Imposter Syndrome is a spooky young adult mystery set in the weird town of Shady Springs, where nothing’s ever quite what it seems. Paid subscribers can read full segments of the story as they’re released (and help support my fiction writing in the process). Annual subscribers will also get a free physical copy of the novel when it’s published in full.
Previously…
“I started making it about a month after we got here,” Alex said, as they pushed their bikes along the sidewalk. “That’s when I first started noticing.”
They’d left The Inky Dungeon shortly after Alex’s revelation about the binder. Fintan had watched them all the way to the door, muttering under his breath about Alex not buying anything, yet again. She’d promised to bring Tiffany next time - Fintan stopped complaining immediately.
Now, as they walked along Main Street, part of Theo wished they were still in the cool shade of the comic book store. They hadn’t been inside long and it was already hotter than before.
Alex didn’t seem to notice. She was alive now, talking fast: “Have you ever been in a place, or around a person, and afterwards wondered if you’d just imagined it’d happened? Like it was a dream, or something? That it wasn’t real? It’s like that here, in this town. All the time, everywhere you go. Look.”
She pointed across the street. Theo followed her finger to a coffee place with a big cartoon mug above the door. The mug grinned toothily as coffee sloshed from his head. The sign next to him read Bean In Shady Springs.
“That place,” said Alex, “uses coffee made from crickets.”
“What?” Theo laughed. “Crickets? Like, bugs?”
“Not like bugs,” Alex replied, her helmet swinging on her bike’s handlebars. “Bugs. Crickets. Big, chirpy, crunchy crickets. They grind them up to make their coffee.”
“No they don’t,” said Theo uncertainly.
“They do. I saw it once, and so did someone else I know. They have the crickets out back, feeding them until they’re nice and fat. Then they go into the coffee. I think the owner isn’t totally human. And when people come out of that place, they have a weird spring in their step. See?”

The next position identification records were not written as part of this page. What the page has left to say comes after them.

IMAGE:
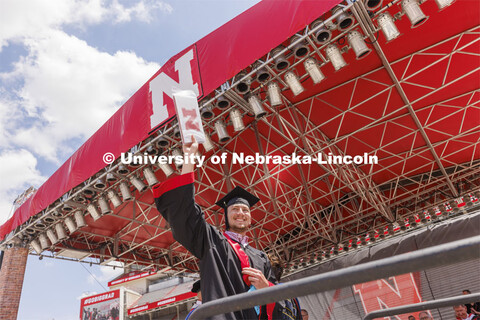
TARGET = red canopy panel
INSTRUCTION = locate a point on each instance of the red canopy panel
(216, 58)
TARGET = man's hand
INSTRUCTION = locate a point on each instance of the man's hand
(189, 149)
(256, 277)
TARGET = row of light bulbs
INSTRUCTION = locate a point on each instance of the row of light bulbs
(356, 42)
(413, 221)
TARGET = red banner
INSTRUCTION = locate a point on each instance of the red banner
(104, 305)
(163, 302)
(131, 278)
(202, 67)
(388, 293)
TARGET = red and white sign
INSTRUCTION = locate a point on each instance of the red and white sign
(131, 278)
(388, 293)
(102, 306)
(188, 116)
(160, 303)
(165, 84)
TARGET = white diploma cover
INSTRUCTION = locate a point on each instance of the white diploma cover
(188, 116)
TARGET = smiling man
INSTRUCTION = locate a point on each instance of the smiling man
(228, 264)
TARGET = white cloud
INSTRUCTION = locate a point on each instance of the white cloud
(18, 171)
(86, 294)
(106, 273)
(21, 19)
(71, 89)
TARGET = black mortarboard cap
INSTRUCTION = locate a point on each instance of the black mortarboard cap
(237, 195)
(196, 286)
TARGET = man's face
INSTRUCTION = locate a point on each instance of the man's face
(304, 315)
(461, 312)
(239, 218)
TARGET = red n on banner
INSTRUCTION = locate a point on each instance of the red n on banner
(388, 293)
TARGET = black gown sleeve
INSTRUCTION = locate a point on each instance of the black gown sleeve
(175, 200)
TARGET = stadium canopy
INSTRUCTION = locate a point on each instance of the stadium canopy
(400, 83)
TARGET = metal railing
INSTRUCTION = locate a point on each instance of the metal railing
(447, 302)
(445, 254)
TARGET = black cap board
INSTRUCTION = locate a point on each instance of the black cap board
(236, 196)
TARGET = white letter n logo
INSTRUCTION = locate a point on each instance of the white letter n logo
(163, 84)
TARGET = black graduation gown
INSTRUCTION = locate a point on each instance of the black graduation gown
(220, 268)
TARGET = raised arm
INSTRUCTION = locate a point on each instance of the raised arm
(175, 200)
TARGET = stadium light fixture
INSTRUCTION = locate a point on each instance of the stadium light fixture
(454, 206)
(111, 177)
(274, 94)
(92, 209)
(49, 219)
(313, 70)
(221, 130)
(323, 34)
(122, 170)
(162, 143)
(36, 246)
(237, 120)
(70, 224)
(256, 106)
(176, 153)
(358, 45)
(52, 236)
(387, 24)
(300, 49)
(442, 4)
(150, 176)
(281, 63)
(138, 184)
(335, 57)
(262, 75)
(412, 221)
(151, 151)
(79, 219)
(114, 198)
(344, 19)
(293, 83)
(244, 85)
(99, 184)
(61, 233)
(208, 144)
(176, 133)
(44, 244)
(206, 113)
(166, 168)
(413, 12)
(373, 4)
(125, 191)
(222, 102)
(104, 206)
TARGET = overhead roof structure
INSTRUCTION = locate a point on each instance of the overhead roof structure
(412, 102)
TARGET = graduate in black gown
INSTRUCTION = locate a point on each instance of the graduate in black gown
(221, 270)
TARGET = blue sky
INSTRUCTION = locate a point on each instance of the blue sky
(65, 67)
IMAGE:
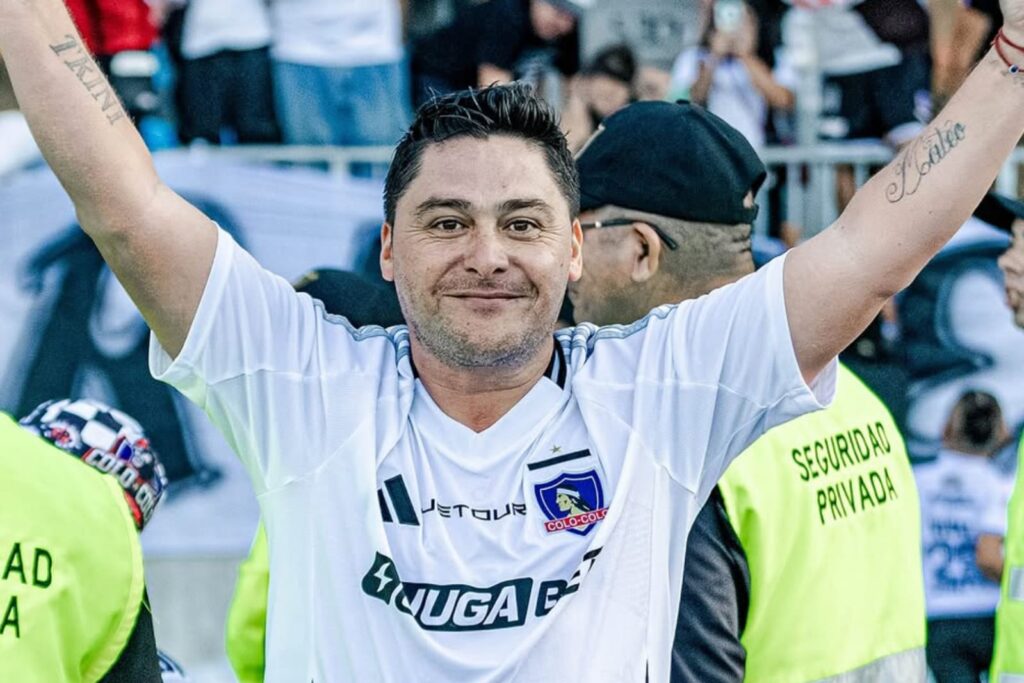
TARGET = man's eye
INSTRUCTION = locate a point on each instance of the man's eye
(448, 225)
(521, 226)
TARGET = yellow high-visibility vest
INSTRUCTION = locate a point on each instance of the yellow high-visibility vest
(71, 564)
(1008, 658)
(825, 508)
(246, 633)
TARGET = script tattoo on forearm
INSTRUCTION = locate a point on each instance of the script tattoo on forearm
(79, 61)
(921, 157)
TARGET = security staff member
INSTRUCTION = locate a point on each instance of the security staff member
(805, 564)
(72, 592)
(1008, 658)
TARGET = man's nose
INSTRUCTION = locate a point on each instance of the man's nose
(485, 253)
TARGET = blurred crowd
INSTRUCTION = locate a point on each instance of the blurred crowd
(347, 73)
(350, 72)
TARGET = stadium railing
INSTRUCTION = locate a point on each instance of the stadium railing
(806, 173)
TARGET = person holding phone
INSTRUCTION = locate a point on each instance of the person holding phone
(726, 75)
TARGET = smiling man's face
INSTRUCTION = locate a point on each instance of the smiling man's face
(481, 250)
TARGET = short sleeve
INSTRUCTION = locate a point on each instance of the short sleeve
(283, 380)
(700, 381)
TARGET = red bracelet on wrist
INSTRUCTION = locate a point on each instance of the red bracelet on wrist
(999, 36)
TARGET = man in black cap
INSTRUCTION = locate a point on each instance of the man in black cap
(468, 420)
(680, 231)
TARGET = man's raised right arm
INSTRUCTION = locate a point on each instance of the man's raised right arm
(160, 247)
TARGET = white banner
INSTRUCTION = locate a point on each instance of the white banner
(70, 330)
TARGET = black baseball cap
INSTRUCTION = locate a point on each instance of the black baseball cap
(671, 159)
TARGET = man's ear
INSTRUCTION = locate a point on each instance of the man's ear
(647, 252)
(576, 255)
(387, 253)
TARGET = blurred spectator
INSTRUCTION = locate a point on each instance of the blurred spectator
(338, 71)
(954, 491)
(974, 30)
(875, 55)
(955, 332)
(17, 148)
(496, 41)
(224, 72)
(726, 75)
(120, 34)
(604, 86)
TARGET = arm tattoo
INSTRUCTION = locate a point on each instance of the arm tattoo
(921, 157)
(89, 76)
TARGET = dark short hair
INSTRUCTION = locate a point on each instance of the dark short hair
(498, 110)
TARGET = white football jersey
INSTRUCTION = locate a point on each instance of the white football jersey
(406, 547)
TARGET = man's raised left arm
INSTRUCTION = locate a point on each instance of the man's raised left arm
(838, 282)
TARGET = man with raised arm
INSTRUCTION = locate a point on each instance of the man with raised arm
(410, 478)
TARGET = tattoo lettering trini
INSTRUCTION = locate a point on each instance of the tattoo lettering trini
(79, 61)
(921, 157)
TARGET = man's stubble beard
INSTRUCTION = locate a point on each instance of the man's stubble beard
(456, 349)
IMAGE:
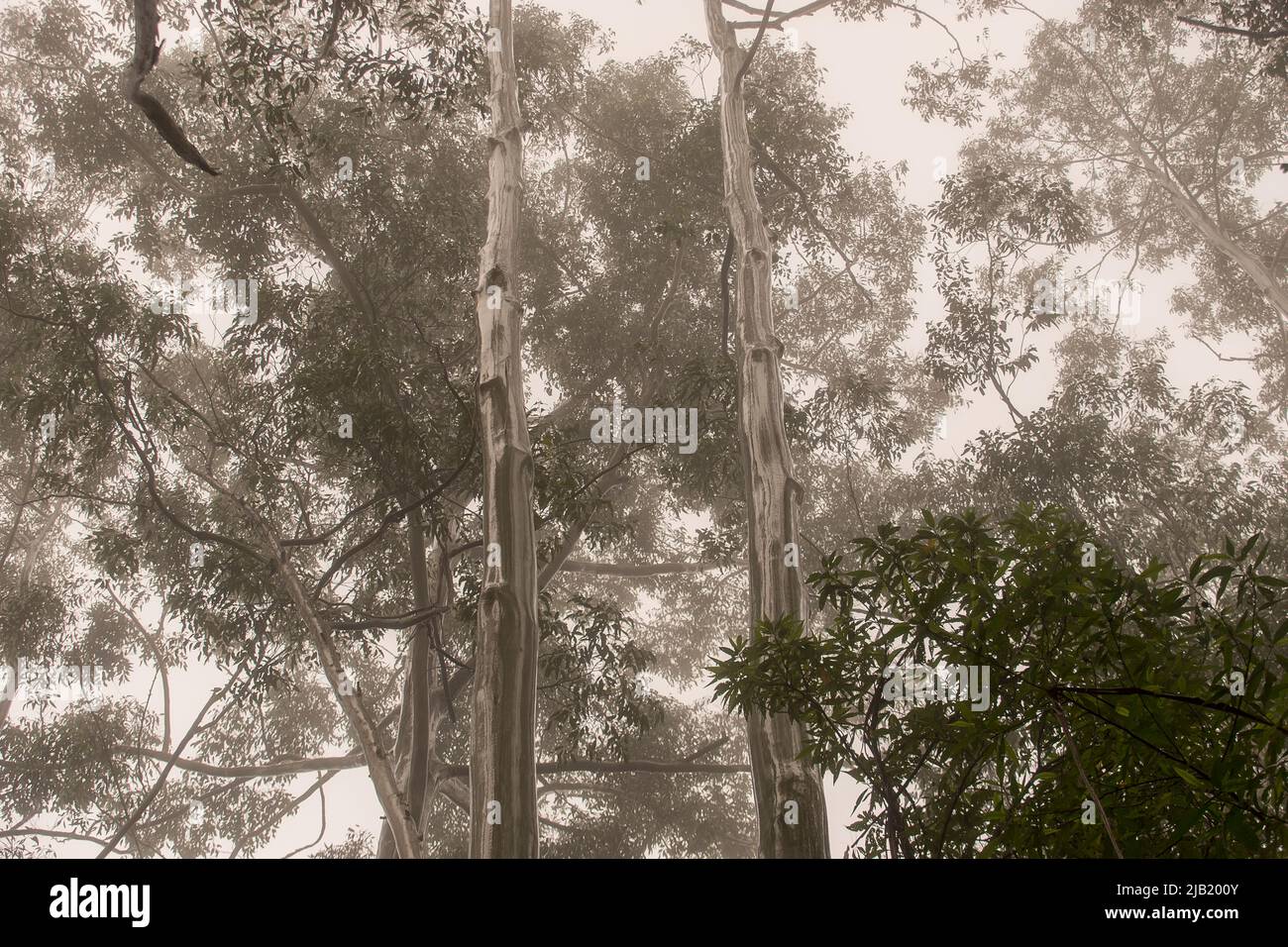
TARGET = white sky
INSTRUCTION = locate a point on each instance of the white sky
(866, 67)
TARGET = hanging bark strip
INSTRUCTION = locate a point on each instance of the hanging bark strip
(502, 744)
(790, 802)
(147, 51)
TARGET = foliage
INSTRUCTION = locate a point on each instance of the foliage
(1100, 674)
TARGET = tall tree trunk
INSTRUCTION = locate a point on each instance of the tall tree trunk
(398, 817)
(790, 800)
(502, 744)
(417, 728)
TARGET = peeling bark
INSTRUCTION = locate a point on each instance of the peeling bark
(502, 744)
(772, 488)
(391, 800)
(147, 51)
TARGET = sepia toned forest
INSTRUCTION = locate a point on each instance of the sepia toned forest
(429, 432)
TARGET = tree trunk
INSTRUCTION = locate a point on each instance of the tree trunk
(502, 744)
(417, 725)
(790, 800)
(397, 815)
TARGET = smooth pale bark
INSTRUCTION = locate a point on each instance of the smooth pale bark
(420, 714)
(502, 742)
(1211, 231)
(391, 801)
(772, 491)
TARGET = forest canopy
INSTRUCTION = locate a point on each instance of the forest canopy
(552, 451)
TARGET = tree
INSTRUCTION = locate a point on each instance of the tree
(502, 759)
(1019, 692)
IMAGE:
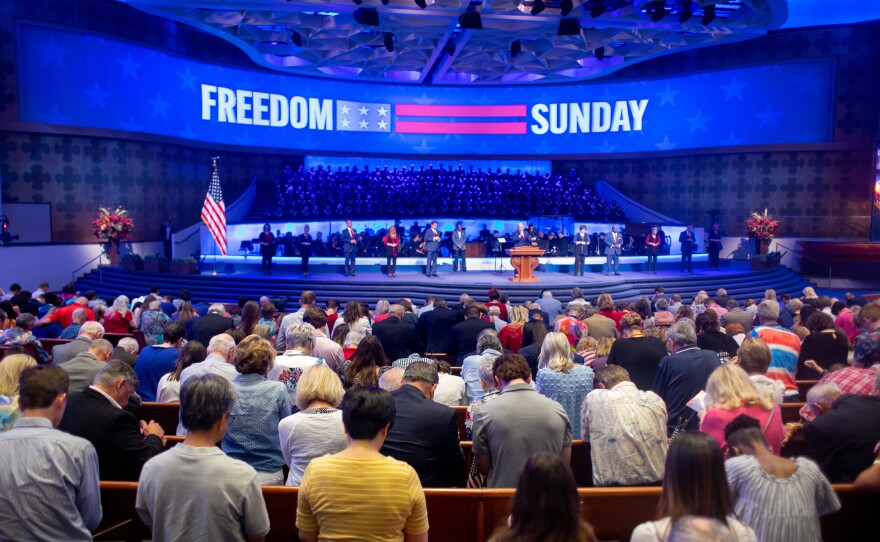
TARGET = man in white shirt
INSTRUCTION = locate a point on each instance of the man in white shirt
(51, 477)
(626, 428)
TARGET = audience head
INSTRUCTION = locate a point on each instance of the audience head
(367, 413)
(695, 482)
(319, 383)
(11, 368)
(754, 356)
(205, 403)
(118, 380)
(254, 355)
(42, 391)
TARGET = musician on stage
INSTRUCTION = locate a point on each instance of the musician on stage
(267, 248)
(653, 242)
(305, 249)
(348, 237)
(581, 239)
(392, 247)
(686, 238)
(432, 245)
(459, 239)
(714, 247)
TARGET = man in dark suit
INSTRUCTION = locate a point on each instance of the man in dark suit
(399, 339)
(349, 248)
(581, 240)
(613, 243)
(463, 336)
(432, 246)
(686, 238)
(424, 433)
(97, 415)
(435, 326)
(682, 375)
(213, 323)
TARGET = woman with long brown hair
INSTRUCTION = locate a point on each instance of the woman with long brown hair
(695, 484)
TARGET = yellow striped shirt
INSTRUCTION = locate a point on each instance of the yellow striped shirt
(361, 499)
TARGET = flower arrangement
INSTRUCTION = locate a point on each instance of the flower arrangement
(113, 226)
(762, 226)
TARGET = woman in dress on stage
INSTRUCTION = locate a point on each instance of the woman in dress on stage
(267, 248)
(653, 242)
(392, 245)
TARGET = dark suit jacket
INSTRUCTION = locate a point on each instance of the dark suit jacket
(463, 337)
(399, 339)
(114, 432)
(206, 327)
(842, 440)
(425, 435)
(435, 328)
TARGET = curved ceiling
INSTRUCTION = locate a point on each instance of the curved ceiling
(397, 40)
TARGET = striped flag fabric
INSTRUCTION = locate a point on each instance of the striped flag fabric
(214, 210)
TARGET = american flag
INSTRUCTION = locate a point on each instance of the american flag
(214, 210)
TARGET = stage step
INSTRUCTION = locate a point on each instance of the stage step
(740, 283)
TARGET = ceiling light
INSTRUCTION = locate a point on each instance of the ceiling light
(538, 7)
(565, 7)
(708, 15)
(568, 27)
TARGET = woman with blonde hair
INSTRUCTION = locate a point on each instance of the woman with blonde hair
(317, 428)
(729, 393)
(560, 379)
(511, 335)
(10, 371)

She pointed again as a man in a crisp navy suit left the coffee place with a takeaway cup in one hand, his phone pressed to his ear with the other. Sure enough, as he hurried down the sidewalk, Theo saw him skip a little.
“Like a cricket,” said Alex.
“I don’t think… there’s no way…”
“Way,” Alex said, with an air of that’s-the-end-of-that. They arrived at an intersection and she pointed down another street. The arrow-shaped sign on the corner building read ‘Spring Boulevard’; it was much quieter than Main Street. “See the store down there? The big one with the blue sign?” Theo nodded. “It’s a vampire coven.”